Monday, April 21, 2008

Ridiculously Early Previews: Big Ten Style



Mmmmmmm...you smell that? That's the smell of the off season, and it smells like...plagiarism. Delicious. I put it on toast.

In all fairness, it's not really plagiarism if you can't hope to do it as well as the original right? What if you link to their site? Will that help?

Go to SMQ to read ludicrously early previews of obscure teams. You can also visit any college football blog in the world for a "stuff ____ and ____ people like" post, so I don't feel too bad about this.

Starting this week, Champ and I will run through ridiculously early previews of all 11 Big Ten teams. For added difficulty (and style points!) we'll be doing it in....alphabetic order!!

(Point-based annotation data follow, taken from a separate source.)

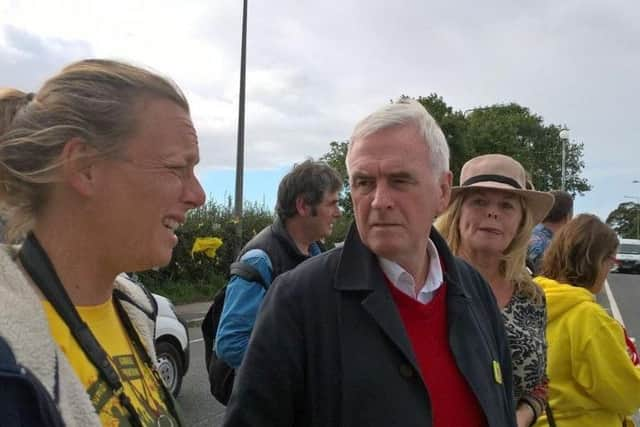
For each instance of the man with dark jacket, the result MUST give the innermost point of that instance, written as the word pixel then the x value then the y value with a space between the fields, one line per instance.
pixel 390 329
pixel 307 208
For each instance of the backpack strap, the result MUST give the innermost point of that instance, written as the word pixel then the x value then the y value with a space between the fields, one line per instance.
pixel 247 272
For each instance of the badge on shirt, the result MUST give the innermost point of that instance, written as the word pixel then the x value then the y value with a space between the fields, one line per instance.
pixel 497 373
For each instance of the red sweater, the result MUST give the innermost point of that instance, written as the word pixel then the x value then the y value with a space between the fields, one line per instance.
pixel 452 401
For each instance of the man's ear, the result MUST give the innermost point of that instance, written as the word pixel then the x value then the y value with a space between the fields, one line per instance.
pixel 302 207
pixel 78 159
pixel 444 184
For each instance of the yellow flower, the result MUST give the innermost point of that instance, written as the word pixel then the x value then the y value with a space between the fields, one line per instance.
pixel 208 245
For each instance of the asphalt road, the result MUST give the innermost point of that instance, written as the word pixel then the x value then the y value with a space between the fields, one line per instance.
pixel 626 293
pixel 201 409
pixel 198 406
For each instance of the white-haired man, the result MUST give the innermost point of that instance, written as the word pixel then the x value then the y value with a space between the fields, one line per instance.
pixel 390 329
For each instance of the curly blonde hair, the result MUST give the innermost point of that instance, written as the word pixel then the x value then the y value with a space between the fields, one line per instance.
pixel 513 263
pixel 96 100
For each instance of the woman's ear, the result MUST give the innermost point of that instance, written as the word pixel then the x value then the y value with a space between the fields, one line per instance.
pixel 78 159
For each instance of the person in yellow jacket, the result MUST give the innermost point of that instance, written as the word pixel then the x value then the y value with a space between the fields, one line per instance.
pixel 593 380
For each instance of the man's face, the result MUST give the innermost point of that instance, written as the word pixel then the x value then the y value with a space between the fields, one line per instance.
pixel 395 192
pixel 322 216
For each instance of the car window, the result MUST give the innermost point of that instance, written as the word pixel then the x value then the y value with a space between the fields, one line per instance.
pixel 626 248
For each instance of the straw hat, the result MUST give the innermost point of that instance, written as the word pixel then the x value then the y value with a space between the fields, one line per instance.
pixel 499 172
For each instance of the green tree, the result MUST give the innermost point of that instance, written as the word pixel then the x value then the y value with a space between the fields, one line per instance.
pixel 513 130
pixel 453 125
pixel 624 220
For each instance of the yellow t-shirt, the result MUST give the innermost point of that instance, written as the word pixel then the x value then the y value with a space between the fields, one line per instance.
pixel 139 382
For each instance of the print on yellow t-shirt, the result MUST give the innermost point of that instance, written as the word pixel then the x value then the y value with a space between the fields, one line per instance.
pixel 140 383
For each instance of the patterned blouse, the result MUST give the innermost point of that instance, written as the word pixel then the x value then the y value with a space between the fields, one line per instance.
pixel 526 323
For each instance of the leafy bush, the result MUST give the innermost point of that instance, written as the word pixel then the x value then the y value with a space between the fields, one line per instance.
pixel 196 274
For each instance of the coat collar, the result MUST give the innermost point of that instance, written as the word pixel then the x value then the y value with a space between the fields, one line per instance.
pixel 358 268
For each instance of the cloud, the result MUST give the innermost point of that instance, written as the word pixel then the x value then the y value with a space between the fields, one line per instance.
pixel 315 68
pixel 27 60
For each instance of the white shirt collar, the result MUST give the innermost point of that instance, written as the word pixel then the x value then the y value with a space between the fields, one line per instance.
pixel 405 283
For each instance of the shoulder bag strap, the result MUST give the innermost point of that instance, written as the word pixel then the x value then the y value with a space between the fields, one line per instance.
pixel 37 264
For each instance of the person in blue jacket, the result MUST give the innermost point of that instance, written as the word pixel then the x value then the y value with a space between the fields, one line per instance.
pixel 307 208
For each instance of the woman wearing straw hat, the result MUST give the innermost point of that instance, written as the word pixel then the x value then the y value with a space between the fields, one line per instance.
pixel 488 223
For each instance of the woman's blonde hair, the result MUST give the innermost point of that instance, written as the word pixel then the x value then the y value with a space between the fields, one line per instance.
pixel 577 252
pixel 513 263
pixel 96 100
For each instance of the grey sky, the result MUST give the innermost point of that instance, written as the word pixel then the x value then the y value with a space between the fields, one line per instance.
pixel 314 68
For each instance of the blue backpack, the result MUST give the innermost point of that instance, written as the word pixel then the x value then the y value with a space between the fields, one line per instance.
pixel 221 375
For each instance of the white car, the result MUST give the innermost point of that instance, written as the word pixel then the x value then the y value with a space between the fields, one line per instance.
pixel 172 345
pixel 628 257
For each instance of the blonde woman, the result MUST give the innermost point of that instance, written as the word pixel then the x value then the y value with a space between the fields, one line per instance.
pixel 96 173
pixel 488 224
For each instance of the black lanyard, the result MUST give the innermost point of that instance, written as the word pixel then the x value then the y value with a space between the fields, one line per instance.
pixel 37 264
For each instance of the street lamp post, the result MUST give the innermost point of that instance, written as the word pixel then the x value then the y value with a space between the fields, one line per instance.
pixel 637 199
pixel 240 151
pixel 635 181
pixel 564 137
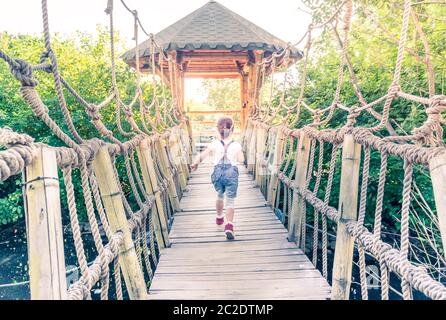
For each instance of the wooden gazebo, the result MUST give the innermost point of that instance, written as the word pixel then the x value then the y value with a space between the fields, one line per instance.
pixel 214 42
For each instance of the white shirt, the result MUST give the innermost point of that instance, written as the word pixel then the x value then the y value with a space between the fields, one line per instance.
pixel 218 151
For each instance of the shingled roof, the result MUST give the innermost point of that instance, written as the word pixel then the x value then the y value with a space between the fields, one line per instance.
pixel 214 27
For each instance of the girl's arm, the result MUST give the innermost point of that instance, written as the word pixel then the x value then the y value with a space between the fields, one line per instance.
pixel 200 157
pixel 240 157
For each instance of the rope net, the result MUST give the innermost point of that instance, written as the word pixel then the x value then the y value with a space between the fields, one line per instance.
pixel 149 205
pixel 297 162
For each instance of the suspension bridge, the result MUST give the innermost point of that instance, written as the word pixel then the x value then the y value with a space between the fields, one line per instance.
pixel 155 235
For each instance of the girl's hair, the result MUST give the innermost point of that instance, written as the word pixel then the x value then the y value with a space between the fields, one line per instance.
pixel 225 126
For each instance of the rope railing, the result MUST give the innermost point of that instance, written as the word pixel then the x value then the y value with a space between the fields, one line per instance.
pixel 293 168
pixel 135 217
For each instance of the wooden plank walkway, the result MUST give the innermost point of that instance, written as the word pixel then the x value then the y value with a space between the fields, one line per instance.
pixel 259 264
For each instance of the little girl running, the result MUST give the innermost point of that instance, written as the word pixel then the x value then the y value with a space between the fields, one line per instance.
pixel 227 155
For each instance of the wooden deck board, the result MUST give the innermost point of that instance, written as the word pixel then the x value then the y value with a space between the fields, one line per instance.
pixel 259 264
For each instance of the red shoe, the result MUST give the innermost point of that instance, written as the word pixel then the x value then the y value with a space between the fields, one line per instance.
pixel 229 231
pixel 219 221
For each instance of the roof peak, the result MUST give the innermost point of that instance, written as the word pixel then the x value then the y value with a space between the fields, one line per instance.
pixel 214 27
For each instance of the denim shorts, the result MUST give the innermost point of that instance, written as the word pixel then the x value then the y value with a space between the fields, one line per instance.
pixel 225 179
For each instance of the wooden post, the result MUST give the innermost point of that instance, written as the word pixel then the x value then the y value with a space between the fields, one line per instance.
pixel 244 102
pixel 47 273
pixel 173 196
pixel 151 186
pixel 348 202
pixel 277 160
pixel 295 218
pixel 175 146
pixel 252 149
pixel 260 148
pixel 114 208
pixel 437 167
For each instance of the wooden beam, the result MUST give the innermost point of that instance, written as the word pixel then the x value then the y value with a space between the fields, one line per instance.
pixel 348 202
pixel 44 228
pixel 295 221
pixel 277 160
pixel 194 112
pixel 212 75
pixel 244 100
pixel 152 187
pixel 437 167
pixel 114 208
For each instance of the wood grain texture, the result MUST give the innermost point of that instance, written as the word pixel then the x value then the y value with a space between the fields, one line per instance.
pixel 259 264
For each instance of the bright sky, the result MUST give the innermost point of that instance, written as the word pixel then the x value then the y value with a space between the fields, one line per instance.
pixel 282 18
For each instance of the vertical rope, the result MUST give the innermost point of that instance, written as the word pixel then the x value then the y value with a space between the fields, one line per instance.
pixel 377 225
pixel 361 218
pixel 407 188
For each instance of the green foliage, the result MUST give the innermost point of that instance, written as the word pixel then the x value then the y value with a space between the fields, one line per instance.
pixel 84 61
pixel 222 93
pixel 372 52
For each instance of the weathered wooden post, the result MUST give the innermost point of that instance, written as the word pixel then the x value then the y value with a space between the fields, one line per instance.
pixel 295 218
pixel 252 149
pixel 260 148
pixel 47 274
pixel 348 203
pixel 173 196
pixel 277 160
pixel 437 167
pixel 114 208
pixel 174 144
pixel 152 187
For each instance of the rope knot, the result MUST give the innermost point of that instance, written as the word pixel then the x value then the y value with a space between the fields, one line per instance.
pixel 23 72
pixel 93 112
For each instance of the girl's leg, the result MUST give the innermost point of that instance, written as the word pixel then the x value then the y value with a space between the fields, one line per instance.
pixel 230 209
pixel 229 227
pixel 219 208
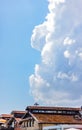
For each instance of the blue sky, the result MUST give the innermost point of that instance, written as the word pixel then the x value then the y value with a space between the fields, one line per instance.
pixel 17 57
pixel 40 53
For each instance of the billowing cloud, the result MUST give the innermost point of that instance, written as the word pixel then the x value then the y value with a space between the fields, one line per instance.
pixel 57 80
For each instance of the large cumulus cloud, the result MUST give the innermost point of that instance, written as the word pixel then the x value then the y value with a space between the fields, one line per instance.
pixel 57 80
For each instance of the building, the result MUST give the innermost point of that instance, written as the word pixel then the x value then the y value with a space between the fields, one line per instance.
pixel 38 117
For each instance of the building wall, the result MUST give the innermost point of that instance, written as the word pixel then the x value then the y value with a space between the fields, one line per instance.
pixel 30 125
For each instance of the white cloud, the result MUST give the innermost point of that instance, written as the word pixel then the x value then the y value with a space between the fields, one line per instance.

After a brief overview to get you caught up, Champ and I will go over the following questions in separate posts:

1. One thing the media will harp on that is ridiculously off base
2. One thing the media will completely ignore that is integral to this team's success
3. Most important contributors on each side of the ball
4. Area that scares you as an opponent
5. Area that makes you salivate as an opponent
6. Random factor that you think will come into play this season
7. Overall Record
8. Final Big Ten Standing
9. Bowl Game Destination

Disagreements will be had, and I'm not above a rope fight in the Octagon to settle them. I'm not saying it will happen, I'm not saying it won't. Just know that I'm not above it.

Now that you know the format, we'll forge on with the first in our alphabetized list of Big 10 Teams: Indiana University (I decided to use full official names - thus placing Indiana above "University of Illinois," smartass).